Wie ist der Politikverdrossenheit in der Bevölkerung zu begegnen?
Wir brauchen neue, flexible und dynamische Politikelemente, die den Bürgerinnen und Bürgern ermöglicht, auch in der laufenden Legislaturperiode ihre Meinung äußern können, um neue Impulse geben zu können.
Wie sähe so etwas aus?
Wir haben in der jüngsten Vergangenheit schon Erfahrungen mit einigen Bürgerbeteiligungsverfahren und Bürgerentscheide gemacht. Dieses Vorgehen kann auf Bundesebene und Europaebene ausgeweitet werden.
Bürgerbefragungen ermöglichen mehr Demokratie?

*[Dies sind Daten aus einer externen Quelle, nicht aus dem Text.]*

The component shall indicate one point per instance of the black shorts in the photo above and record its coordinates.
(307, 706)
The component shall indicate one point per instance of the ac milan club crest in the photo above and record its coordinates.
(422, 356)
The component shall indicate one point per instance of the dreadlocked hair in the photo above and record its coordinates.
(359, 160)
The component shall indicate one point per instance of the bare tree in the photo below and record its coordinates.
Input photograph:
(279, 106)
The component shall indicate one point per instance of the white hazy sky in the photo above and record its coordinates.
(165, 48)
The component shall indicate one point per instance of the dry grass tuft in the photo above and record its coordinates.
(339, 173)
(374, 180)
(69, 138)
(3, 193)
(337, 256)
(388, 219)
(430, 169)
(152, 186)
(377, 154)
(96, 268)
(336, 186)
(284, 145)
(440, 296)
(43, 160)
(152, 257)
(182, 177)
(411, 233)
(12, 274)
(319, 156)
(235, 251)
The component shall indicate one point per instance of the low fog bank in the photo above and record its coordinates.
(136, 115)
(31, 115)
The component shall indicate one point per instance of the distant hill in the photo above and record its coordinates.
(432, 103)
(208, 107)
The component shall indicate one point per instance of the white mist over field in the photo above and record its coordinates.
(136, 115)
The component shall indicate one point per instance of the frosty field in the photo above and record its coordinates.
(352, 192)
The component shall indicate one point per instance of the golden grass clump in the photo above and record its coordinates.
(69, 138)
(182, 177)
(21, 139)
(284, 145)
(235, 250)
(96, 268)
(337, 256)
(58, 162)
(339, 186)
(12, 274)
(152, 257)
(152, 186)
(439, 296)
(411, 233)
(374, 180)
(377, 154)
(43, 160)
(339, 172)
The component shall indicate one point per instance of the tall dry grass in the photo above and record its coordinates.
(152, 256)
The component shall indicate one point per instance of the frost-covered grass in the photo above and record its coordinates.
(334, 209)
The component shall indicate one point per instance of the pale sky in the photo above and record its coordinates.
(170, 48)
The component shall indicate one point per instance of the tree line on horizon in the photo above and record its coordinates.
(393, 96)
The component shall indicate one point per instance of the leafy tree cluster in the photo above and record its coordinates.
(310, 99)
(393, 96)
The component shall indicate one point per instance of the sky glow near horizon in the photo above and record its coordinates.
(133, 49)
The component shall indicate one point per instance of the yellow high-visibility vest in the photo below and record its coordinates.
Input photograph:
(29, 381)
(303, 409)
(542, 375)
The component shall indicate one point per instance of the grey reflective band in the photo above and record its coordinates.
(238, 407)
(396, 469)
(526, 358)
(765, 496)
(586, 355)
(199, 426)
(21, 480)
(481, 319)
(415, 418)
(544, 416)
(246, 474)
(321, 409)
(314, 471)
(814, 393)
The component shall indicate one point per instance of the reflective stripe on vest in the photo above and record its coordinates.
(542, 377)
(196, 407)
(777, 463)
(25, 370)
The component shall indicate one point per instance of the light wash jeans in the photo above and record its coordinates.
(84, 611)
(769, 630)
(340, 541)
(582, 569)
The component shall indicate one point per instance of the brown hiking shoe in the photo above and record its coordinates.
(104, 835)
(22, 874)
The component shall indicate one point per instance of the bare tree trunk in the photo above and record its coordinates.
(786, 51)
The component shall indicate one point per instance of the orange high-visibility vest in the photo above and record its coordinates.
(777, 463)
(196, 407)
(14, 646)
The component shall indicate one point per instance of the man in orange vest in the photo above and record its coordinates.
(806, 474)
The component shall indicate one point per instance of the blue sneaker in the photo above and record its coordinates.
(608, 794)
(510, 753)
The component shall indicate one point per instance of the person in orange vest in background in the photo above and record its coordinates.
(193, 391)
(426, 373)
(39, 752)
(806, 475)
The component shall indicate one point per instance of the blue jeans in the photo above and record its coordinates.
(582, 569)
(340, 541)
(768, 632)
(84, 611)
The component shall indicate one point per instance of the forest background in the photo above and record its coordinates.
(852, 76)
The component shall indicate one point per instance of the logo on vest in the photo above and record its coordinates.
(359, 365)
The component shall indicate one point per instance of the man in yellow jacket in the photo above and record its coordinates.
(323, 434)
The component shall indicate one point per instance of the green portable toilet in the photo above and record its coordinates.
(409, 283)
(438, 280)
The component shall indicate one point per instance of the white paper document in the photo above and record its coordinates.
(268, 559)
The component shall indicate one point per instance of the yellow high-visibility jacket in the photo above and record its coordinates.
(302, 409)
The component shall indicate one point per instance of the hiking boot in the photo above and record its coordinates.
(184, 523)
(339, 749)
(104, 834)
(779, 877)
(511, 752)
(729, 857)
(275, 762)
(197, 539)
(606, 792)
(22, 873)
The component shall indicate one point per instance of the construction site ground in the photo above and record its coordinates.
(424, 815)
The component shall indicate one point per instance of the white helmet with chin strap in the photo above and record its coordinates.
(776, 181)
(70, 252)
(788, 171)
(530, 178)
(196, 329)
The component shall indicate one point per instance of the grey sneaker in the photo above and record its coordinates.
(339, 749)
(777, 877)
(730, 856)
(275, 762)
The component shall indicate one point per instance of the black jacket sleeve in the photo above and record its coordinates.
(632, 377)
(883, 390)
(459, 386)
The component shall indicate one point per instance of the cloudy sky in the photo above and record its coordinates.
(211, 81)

Nehmen wir das Beispiel Atomkraft. Nach der letzten Bundestagswahl sind CDU und FDP mit der Regierungsbildung beauftragt worden. Sie hatten bei der Wahl eine Mehrheit bekommen und sprachen sich für die Laufzeitverlängerung von Atomkraftwerken aus, obwohl deren Wähler mehrheitlich dagegen waren. Das Thema Atomkraft spielte aber 2009 keine Rolle. Dann aber kam Fukushima und die Frage nach der Energieversorgung wurde sehr wichtig. Es wurde deutlich, dass die Regierung keine Meinung mehr vertreten konnte, die ihre eigenen Wähler ablehnten. So kam es dazu, dass Parteien die Energiewende vertraten, die diese kurz zuvor noch ablehnten. Eigentlich hätte man damals eine Bürgerbefragung durchführen können. So stünde die Energiewende jetzt auf sichererem Boden.
Manchmal will das Volk aber auch gefährlichen Unsinn. Der Zuspruch zur Todesstrafe wächst nach spektakulären Kindsmordfällen rapide.
Politiker ändern ihre Meinung und auch die Bevölkerung ändert ihre Meinung. Das ist ihr gutes Recht. So sprunghaft wie oft behauptet ist die Meinung der Bevölkerung nicht. Wichtig bei Beteiligungsverfahren ist, dass man den Bürgerinnen und Bürgern die entsprechenden Informationen zur Verfügung stellt. Es reicht nicht, die Menschen nur zur Urne zu rufen. In der Schweiz werden bei Volksentscheiden Abstimmungsbüchlein verteilt, in denen die verschiedenen Argumente aufgeführt werden. Oft wird direkte Demokratie diskutiert, als sei sie ein institutionalisierter Stammtisch. So muss und darf es ja gar nicht laufen.
Warum ist man nicht schon eher auf Bürgerbeteiligung gekommen?
Unsere politischen Institutionen sind etwa 60 Jahre alt. In jener Zeit haben etwa fünf Prozent eines Jahrgangs Abitur gemacht. Heute sind es 50 Prozent. Damals gab es als Informationsmöglichkeiten ein paar Zeitungen. Inzwischen gibt es nicht nur viele Zeitungen und Zeitschriften sondern auch Funk, Fernsehen, Internet. Alle wichtigen Informationen können Sie sich in kürzester Zeit beschaffen. Die Menschen heutzutage sind in einem ganz anderen Zustand. Sie trauen sich Entscheidungen zu und man darf ihnen diese Entscheidungen auch zutrauen.